Every day, at least a couple of visitors pop over from Google or from one of the blogs that has linked to my posts on my home office to check out the photos and descriptions of the room where I write romance novels and these blog entries. Whenever someone clicks on a photograph to enlarge one of my pictures, that's recorded in my log files, so I know people are looking closely at what I've posted. But I'm no celebrity, so why would people who have never heard of my blog or my books be so interested in my little yellow office?

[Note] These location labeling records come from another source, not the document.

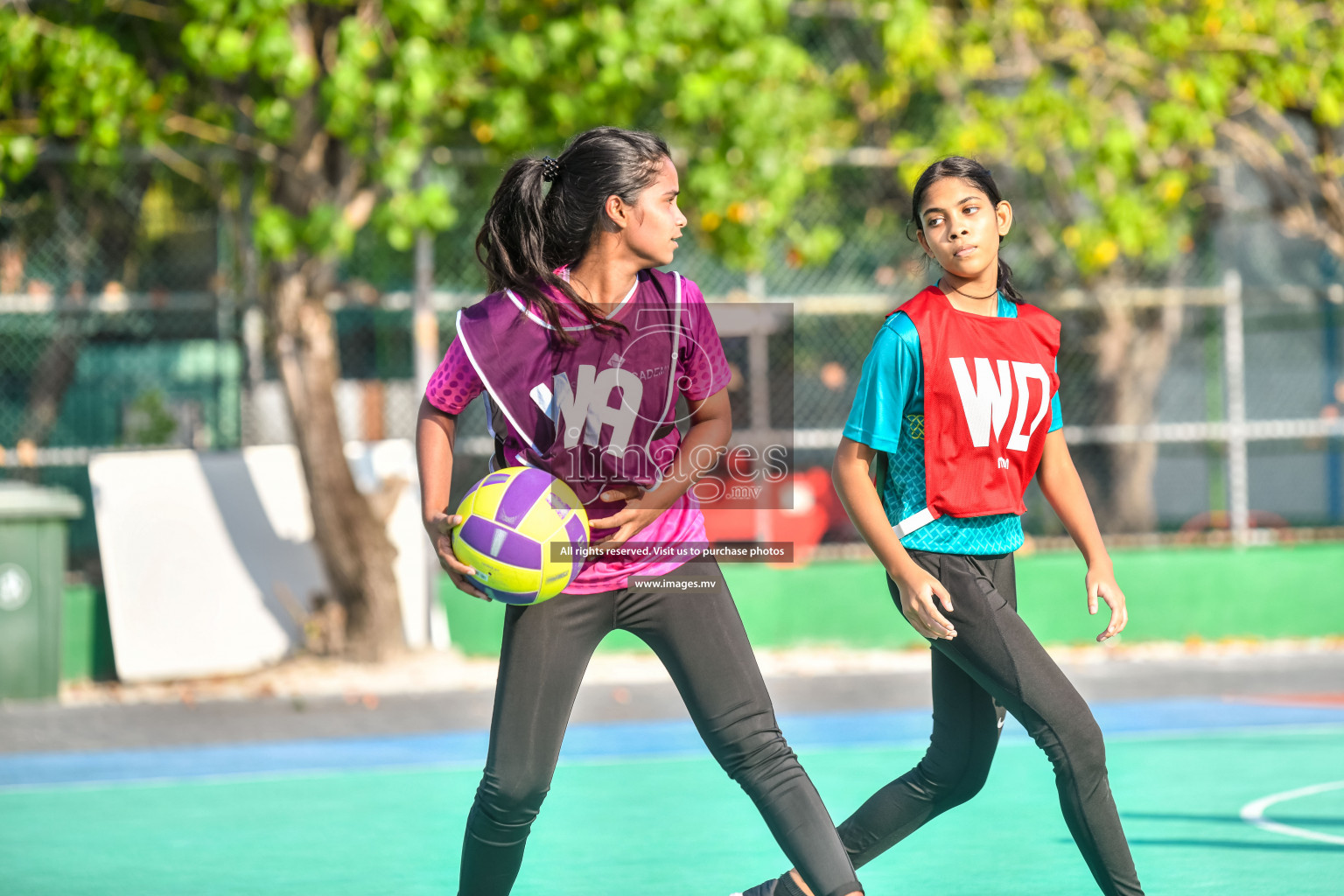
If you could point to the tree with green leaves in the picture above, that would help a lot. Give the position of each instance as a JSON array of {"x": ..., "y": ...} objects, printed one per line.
[
  {"x": 1108, "y": 121},
  {"x": 332, "y": 108}
]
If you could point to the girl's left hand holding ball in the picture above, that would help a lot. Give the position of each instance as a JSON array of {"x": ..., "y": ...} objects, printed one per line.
[{"x": 440, "y": 528}]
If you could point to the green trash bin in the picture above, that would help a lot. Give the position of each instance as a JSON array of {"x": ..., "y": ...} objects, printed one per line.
[{"x": 32, "y": 575}]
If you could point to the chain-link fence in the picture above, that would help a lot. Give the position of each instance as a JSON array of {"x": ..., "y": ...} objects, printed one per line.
[{"x": 125, "y": 320}]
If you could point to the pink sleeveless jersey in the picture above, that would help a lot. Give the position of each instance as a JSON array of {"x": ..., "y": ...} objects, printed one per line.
[{"x": 534, "y": 391}]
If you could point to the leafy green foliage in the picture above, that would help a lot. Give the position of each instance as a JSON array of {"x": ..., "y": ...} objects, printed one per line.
[
  {"x": 1115, "y": 112},
  {"x": 338, "y": 98}
]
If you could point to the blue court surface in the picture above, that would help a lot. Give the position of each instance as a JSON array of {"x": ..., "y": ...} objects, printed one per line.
[{"x": 1216, "y": 797}]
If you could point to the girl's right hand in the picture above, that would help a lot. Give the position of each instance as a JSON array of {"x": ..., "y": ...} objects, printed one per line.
[
  {"x": 918, "y": 590},
  {"x": 440, "y": 528}
]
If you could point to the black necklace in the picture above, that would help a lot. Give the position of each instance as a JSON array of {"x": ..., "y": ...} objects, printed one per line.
[{"x": 968, "y": 294}]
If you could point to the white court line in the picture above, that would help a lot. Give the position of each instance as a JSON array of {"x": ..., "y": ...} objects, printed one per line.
[{"x": 1253, "y": 813}]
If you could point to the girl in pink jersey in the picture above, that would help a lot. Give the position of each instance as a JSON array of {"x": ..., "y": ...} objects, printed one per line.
[
  {"x": 581, "y": 351},
  {"x": 956, "y": 409}
]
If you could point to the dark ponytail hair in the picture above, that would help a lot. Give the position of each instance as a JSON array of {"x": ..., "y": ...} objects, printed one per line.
[
  {"x": 975, "y": 173},
  {"x": 529, "y": 231}
]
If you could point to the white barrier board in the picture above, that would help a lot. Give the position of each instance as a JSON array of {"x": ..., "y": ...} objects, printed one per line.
[{"x": 200, "y": 551}]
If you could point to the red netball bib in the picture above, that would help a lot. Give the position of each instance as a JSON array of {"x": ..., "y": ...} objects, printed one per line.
[{"x": 988, "y": 383}]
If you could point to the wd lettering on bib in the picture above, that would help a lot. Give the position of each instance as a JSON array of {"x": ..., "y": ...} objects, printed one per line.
[
  {"x": 987, "y": 401},
  {"x": 988, "y": 384}
]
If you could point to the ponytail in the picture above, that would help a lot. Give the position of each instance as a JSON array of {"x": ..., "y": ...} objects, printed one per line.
[
  {"x": 972, "y": 172},
  {"x": 529, "y": 231},
  {"x": 1005, "y": 286}
]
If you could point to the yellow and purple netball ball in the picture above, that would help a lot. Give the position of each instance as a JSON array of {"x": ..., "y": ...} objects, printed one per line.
[{"x": 516, "y": 526}]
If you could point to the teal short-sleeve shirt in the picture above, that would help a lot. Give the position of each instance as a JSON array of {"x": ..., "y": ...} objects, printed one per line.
[{"x": 887, "y": 416}]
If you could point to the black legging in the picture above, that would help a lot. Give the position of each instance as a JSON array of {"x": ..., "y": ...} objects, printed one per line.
[
  {"x": 996, "y": 662},
  {"x": 697, "y": 635}
]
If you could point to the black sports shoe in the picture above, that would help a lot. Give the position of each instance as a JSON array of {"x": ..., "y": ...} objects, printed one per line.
[
  {"x": 781, "y": 886},
  {"x": 761, "y": 890}
]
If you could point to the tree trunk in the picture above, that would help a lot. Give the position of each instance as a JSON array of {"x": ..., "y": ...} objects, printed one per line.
[
  {"x": 350, "y": 532},
  {"x": 1132, "y": 352}
]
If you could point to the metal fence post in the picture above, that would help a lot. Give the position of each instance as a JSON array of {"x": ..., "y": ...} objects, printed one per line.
[
  {"x": 1234, "y": 359},
  {"x": 425, "y": 323}
]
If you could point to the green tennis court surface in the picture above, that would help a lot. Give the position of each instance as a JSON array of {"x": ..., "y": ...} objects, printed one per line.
[{"x": 639, "y": 808}]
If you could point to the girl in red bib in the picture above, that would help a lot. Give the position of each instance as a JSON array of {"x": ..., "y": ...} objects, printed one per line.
[{"x": 958, "y": 407}]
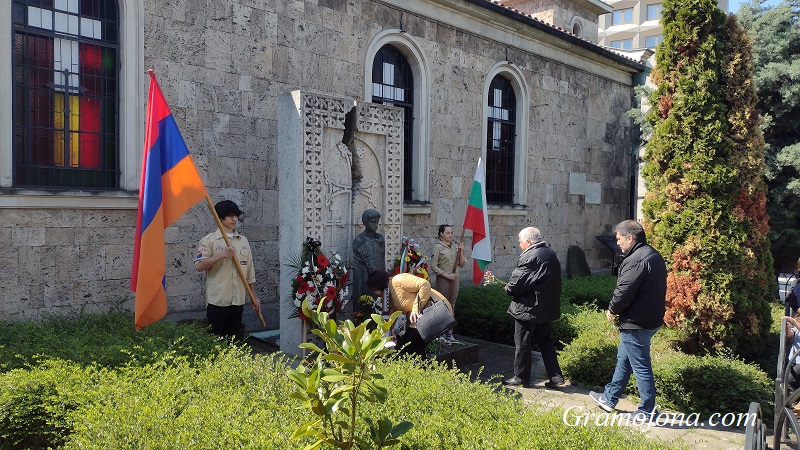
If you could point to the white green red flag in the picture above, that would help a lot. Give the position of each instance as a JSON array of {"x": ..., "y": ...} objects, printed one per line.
[{"x": 477, "y": 220}]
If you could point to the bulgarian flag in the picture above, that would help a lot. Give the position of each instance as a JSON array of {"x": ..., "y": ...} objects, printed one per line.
[{"x": 477, "y": 220}]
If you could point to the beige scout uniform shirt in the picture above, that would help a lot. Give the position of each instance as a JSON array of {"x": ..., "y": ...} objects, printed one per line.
[{"x": 223, "y": 286}]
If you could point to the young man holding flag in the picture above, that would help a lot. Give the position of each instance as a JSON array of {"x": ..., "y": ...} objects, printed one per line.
[
  {"x": 535, "y": 285},
  {"x": 225, "y": 292}
]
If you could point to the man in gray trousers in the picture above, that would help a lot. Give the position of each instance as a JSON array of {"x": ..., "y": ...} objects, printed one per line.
[{"x": 535, "y": 285}]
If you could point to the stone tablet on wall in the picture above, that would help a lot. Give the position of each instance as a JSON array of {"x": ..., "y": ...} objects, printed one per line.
[{"x": 340, "y": 167}]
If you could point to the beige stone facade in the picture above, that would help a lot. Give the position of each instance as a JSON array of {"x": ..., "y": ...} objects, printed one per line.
[{"x": 223, "y": 67}]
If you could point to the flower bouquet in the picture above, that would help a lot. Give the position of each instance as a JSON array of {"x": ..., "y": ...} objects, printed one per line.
[
  {"x": 410, "y": 260},
  {"x": 433, "y": 348},
  {"x": 318, "y": 279}
]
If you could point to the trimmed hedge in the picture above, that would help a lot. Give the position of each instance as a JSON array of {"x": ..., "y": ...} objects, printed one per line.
[
  {"x": 594, "y": 290},
  {"x": 481, "y": 311},
  {"x": 235, "y": 400}
]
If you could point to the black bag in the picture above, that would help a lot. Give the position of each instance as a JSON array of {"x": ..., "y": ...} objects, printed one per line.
[{"x": 434, "y": 320}]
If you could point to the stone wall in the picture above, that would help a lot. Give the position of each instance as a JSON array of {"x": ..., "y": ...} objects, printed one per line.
[{"x": 222, "y": 68}]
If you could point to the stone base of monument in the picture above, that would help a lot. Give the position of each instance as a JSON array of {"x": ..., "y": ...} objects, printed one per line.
[{"x": 459, "y": 355}]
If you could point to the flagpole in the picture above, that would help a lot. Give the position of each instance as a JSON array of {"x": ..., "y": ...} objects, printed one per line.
[
  {"x": 236, "y": 262},
  {"x": 455, "y": 265}
]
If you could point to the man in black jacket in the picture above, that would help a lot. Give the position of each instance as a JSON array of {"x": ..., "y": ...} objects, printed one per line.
[
  {"x": 535, "y": 285},
  {"x": 638, "y": 304}
]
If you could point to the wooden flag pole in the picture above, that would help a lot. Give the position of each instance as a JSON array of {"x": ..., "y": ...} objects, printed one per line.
[
  {"x": 236, "y": 262},
  {"x": 459, "y": 254}
]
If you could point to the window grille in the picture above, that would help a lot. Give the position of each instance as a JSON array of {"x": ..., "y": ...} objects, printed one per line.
[{"x": 500, "y": 140}]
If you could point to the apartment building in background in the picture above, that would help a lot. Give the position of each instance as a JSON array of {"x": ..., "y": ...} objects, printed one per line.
[{"x": 634, "y": 25}]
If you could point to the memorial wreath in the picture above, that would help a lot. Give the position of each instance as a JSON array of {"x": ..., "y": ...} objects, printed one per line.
[{"x": 318, "y": 279}]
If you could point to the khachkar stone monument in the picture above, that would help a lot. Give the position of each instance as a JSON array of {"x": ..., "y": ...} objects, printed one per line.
[{"x": 337, "y": 158}]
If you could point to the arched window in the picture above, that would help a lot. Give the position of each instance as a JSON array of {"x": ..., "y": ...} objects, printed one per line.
[
  {"x": 576, "y": 29},
  {"x": 393, "y": 84},
  {"x": 65, "y": 94},
  {"x": 500, "y": 141}
]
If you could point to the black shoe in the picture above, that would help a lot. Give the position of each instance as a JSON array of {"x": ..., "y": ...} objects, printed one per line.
[
  {"x": 555, "y": 382},
  {"x": 514, "y": 381}
]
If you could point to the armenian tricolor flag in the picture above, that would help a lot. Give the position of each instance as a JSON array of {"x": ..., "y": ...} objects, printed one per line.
[{"x": 170, "y": 185}]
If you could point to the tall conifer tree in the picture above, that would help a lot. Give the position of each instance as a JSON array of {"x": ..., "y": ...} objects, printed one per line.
[{"x": 704, "y": 210}]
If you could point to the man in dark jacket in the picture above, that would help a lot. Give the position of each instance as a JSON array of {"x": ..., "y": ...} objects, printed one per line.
[
  {"x": 638, "y": 305},
  {"x": 535, "y": 285}
]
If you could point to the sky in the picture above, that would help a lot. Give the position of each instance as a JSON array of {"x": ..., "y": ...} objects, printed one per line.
[{"x": 733, "y": 5}]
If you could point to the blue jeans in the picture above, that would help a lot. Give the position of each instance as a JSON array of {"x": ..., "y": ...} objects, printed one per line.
[{"x": 633, "y": 357}]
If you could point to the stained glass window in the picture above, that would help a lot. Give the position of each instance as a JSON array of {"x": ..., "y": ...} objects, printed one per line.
[
  {"x": 500, "y": 140},
  {"x": 65, "y": 94},
  {"x": 393, "y": 84}
]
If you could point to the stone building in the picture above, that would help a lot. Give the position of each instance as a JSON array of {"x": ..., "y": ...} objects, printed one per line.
[{"x": 462, "y": 79}]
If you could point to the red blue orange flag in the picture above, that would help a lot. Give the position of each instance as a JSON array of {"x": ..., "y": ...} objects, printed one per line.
[{"x": 170, "y": 185}]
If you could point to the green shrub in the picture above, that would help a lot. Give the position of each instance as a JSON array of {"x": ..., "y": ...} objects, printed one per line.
[
  {"x": 450, "y": 411},
  {"x": 686, "y": 383},
  {"x": 710, "y": 384},
  {"x": 594, "y": 290},
  {"x": 37, "y": 405},
  {"x": 590, "y": 358},
  {"x": 232, "y": 400},
  {"x": 481, "y": 313},
  {"x": 235, "y": 400},
  {"x": 105, "y": 339}
]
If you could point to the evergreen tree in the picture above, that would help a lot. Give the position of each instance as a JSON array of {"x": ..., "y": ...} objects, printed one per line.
[
  {"x": 776, "y": 62},
  {"x": 704, "y": 210}
]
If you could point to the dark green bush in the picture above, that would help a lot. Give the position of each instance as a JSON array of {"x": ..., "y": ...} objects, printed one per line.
[
  {"x": 710, "y": 384},
  {"x": 37, "y": 406},
  {"x": 105, "y": 339},
  {"x": 481, "y": 313},
  {"x": 595, "y": 290},
  {"x": 590, "y": 358},
  {"x": 685, "y": 383},
  {"x": 240, "y": 402},
  {"x": 235, "y": 400}
]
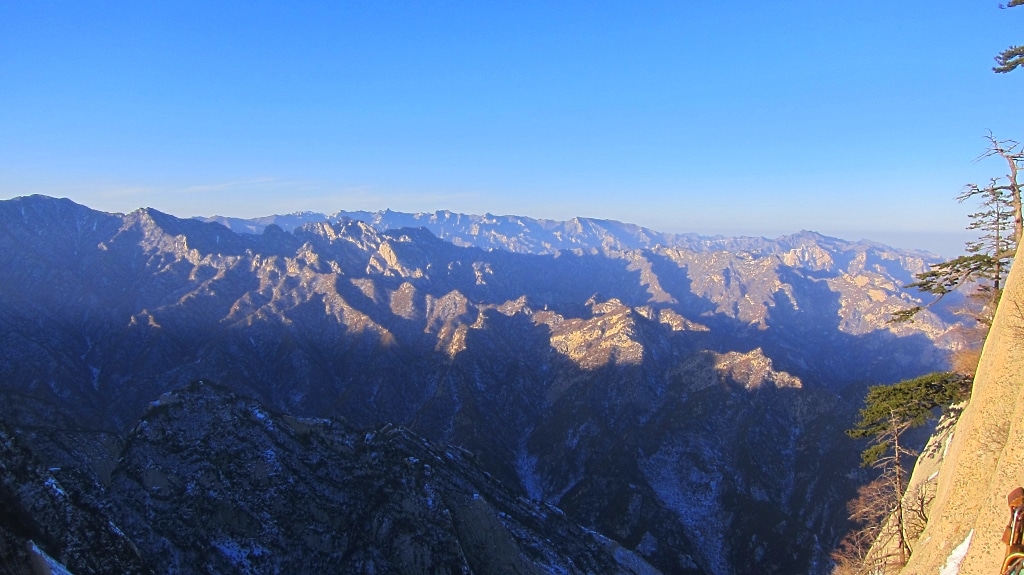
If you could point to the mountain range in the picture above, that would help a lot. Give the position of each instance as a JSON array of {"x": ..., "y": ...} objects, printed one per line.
[{"x": 589, "y": 396}]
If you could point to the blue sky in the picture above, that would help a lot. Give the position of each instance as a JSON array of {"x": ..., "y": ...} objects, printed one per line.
[{"x": 852, "y": 119}]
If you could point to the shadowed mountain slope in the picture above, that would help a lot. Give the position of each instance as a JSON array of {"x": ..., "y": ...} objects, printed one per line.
[{"x": 685, "y": 401}]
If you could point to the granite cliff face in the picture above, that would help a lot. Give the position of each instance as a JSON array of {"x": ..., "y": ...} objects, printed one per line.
[{"x": 682, "y": 396}]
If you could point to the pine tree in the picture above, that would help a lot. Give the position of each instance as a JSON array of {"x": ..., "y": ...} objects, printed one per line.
[
  {"x": 1001, "y": 222},
  {"x": 889, "y": 411}
]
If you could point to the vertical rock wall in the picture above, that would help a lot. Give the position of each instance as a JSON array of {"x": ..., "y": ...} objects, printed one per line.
[{"x": 985, "y": 458}]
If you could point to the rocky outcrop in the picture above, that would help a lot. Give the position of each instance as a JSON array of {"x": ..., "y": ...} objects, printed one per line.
[{"x": 985, "y": 456}]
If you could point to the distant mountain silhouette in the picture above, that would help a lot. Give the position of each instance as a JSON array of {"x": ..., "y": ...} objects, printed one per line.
[{"x": 682, "y": 396}]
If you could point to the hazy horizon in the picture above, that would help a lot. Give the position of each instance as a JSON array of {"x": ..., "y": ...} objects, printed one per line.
[{"x": 857, "y": 121}]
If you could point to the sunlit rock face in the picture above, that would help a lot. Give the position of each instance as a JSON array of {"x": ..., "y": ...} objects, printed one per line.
[{"x": 682, "y": 396}]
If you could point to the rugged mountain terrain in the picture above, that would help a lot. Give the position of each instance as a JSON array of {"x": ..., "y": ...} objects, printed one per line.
[
  {"x": 209, "y": 481},
  {"x": 683, "y": 398}
]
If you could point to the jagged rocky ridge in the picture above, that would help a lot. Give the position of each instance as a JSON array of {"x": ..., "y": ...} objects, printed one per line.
[
  {"x": 210, "y": 481},
  {"x": 686, "y": 401}
]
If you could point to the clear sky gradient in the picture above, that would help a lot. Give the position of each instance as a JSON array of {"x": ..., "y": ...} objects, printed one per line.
[{"x": 740, "y": 118}]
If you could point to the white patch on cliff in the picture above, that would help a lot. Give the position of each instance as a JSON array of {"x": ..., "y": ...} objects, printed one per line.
[{"x": 956, "y": 557}]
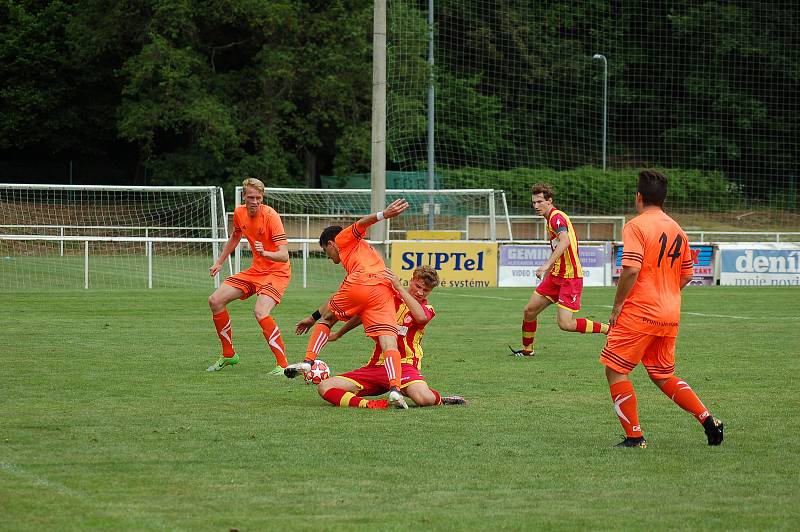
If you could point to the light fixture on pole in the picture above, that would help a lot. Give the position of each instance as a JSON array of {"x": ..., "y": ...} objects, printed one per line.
[{"x": 605, "y": 104}]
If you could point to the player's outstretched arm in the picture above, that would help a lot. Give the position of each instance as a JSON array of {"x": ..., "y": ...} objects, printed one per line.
[
  {"x": 395, "y": 208},
  {"x": 230, "y": 245}
]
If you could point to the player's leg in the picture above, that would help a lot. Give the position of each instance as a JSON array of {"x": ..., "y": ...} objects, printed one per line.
[
  {"x": 620, "y": 355},
  {"x": 342, "y": 390},
  {"x": 316, "y": 341},
  {"x": 422, "y": 394},
  {"x": 217, "y": 302},
  {"x": 536, "y": 304},
  {"x": 272, "y": 334},
  {"x": 569, "y": 302},
  {"x": 660, "y": 365}
]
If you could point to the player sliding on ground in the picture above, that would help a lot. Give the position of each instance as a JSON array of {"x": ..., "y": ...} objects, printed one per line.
[
  {"x": 656, "y": 265},
  {"x": 267, "y": 277},
  {"x": 365, "y": 292},
  {"x": 561, "y": 275},
  {"x": 413, "y": 313}
]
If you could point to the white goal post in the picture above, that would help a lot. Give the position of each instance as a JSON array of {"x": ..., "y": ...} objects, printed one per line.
[{"x": 72, "y": 236}]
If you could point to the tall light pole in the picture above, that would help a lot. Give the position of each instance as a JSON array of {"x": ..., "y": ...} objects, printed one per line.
[{"x": 605, "y": 104}]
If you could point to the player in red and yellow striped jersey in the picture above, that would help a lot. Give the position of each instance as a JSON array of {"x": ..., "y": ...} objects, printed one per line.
[
  {"x": 413, "y": 313},
  {"x": 656, "y": 265},
  {"x": 561, "y": 276},
  {"x": 267, "y": 277},
  {"x": 365, "y": 292}
]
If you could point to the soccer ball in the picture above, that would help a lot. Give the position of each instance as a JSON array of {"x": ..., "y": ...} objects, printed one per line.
[{"x": 319, "y": 372}]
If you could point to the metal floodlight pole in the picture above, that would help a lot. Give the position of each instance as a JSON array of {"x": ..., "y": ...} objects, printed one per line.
[{"x": 605, "y": 105}]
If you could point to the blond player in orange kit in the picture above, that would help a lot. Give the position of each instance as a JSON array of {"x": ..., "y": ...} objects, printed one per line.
[
  {"x": 267, "y": 277},
  {"x": 365, "y": 292},
  {"x": 561, "y": 275},
  {"x": 656, "y": 265}
]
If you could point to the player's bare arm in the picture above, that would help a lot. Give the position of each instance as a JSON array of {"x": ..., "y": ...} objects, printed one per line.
[
  {"x": 395, "y": 208},
  {"x": 561, "y": 247},
  {"x": 351, "y": 324},
  {"x": 280, "y": 255},
  {"x": 230, "y": 245},
  {"x": 627, "y": 278}
]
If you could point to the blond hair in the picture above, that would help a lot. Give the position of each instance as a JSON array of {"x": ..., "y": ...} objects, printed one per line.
[
  {"x": 253, "y": 182},
  {"x": 427, "y": 275}
]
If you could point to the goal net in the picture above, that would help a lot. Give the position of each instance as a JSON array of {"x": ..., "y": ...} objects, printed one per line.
[
  {"x": 62, "y": 236},
  {"x": 706, "y": 91}
]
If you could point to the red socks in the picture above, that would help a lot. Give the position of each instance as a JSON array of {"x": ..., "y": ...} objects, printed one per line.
[{"x": 624, "y": 398}]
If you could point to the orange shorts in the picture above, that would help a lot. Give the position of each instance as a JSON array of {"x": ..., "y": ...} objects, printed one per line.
[
  {"x": 372, "y": 380},
  {"x": 373, "y": 303},
  {"x": 566, "y": 293},
  {"x": 252, "y": 282},
  {"x": 625, "y": 348}
]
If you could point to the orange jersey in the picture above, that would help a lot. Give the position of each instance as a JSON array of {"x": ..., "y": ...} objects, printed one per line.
[
  {"x": 266, "y": 227},
  {"x": 409, "y": 335},
  {"x": 363, "y": 264},
  {"x": 655, "y": 243},
  {"x": 568, "y": 265}
]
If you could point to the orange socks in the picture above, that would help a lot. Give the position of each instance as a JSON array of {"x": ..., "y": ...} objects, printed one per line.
[
  {"x": 585, "y": 326},
  {"x": 222, "y": 322},
  {"x": 680, "y": 392},
  {"x": 624, "y": 398},
  {"x": 528, "y": 334},
  {"x": 273, "y": 336},
  {"x": 394, "y": 369}
]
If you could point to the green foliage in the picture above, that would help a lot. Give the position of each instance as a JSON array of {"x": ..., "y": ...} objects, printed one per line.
[{"x": 587, "y": 190}]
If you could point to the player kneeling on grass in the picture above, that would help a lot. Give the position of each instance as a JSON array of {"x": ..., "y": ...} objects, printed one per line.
[{"x": 413, "y": 314}]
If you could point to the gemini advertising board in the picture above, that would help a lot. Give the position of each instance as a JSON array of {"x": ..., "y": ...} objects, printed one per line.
[{"x": 459, "y": 263}]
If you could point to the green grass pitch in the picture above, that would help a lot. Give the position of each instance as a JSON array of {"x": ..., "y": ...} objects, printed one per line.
[{"x": 110, "y": 421}]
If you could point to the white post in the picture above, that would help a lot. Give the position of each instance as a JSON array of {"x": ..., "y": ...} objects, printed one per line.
[
  {"x": 378, "y": 174},
  {"x": 86, "y": 265}
]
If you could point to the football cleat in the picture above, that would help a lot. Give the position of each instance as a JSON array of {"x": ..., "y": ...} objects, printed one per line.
[
  {"x": 222, "y": 362},
  {"x": 293, "y": 370},
  {"x": 454, "y": 400},
  {"x": 396, "y": 399},
  {"x": 520, "y": 352},
  {"x": 713, "y": 428},
  {"x": 277, "y": 370},
  {"x": 632, "y": 442}
]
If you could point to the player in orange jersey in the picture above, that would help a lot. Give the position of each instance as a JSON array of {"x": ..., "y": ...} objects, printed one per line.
[
  {"x": 561, "y": 276},
  {"x": 413, "y": 313},
  {"x": 365, "y": 292},
  {"x": 267, "y": 277},
  {"x": 656, "y": 265}
]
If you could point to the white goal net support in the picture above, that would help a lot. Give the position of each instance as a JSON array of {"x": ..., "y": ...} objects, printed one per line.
[
  {"x": 109, "y": 237},
  {"x": 470, "y": 214}
]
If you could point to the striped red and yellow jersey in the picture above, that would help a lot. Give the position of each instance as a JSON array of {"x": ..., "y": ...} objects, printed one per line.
[
  {"x": 266, "y": 226},
  {"x": 409, "y": 335},
  {"x": 568, "y": 265}
]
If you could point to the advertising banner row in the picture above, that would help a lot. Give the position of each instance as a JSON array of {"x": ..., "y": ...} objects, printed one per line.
[{"x": 487, "y": 264}]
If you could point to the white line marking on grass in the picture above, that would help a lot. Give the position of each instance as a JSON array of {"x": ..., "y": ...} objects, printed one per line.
[{"x": 107, "y": 509}]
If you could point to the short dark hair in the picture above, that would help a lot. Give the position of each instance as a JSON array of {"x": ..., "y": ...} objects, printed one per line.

Most of us writers have at one time or other constructed--in reality or just in our minds--our own versions of the perfect writing environment. Like giddy new homeowners poring over decorating magazines, we're eager to check out the workspaces of other writers to see if we can find any tips on beauty, comfort, or efficiency worth adding to our fantasy or real-life workspaces.
Today I checked out the workspaces of seven writers in a feature at Guardian Unlimited. Sarah Waters has pinned maps on her walls, as I have, and for the same reason. (My map is actually on the back wall of a closet, but I keep that door open because I have shelves full of books and papers in there.) Playwright David Hare's wooden chair looks awfully uncomfortable, even with that pillow on it. And Michael Frayn, whose space looks like something you'd see at a cube farm, writes, "I envy people who have the ability to surround themselves with interesting things - beautiful little whichwhats that a burglar might want to steal, or amusingly whimsical doodahs, or thingummies full of secret personal significance. But it's not something that I can do, and it's no use pretending."
The other photographs and descriptions are equally fascinating, so click over to the article. And then if you'd like to share about your own workspace or those of other writers, please leave a Comment.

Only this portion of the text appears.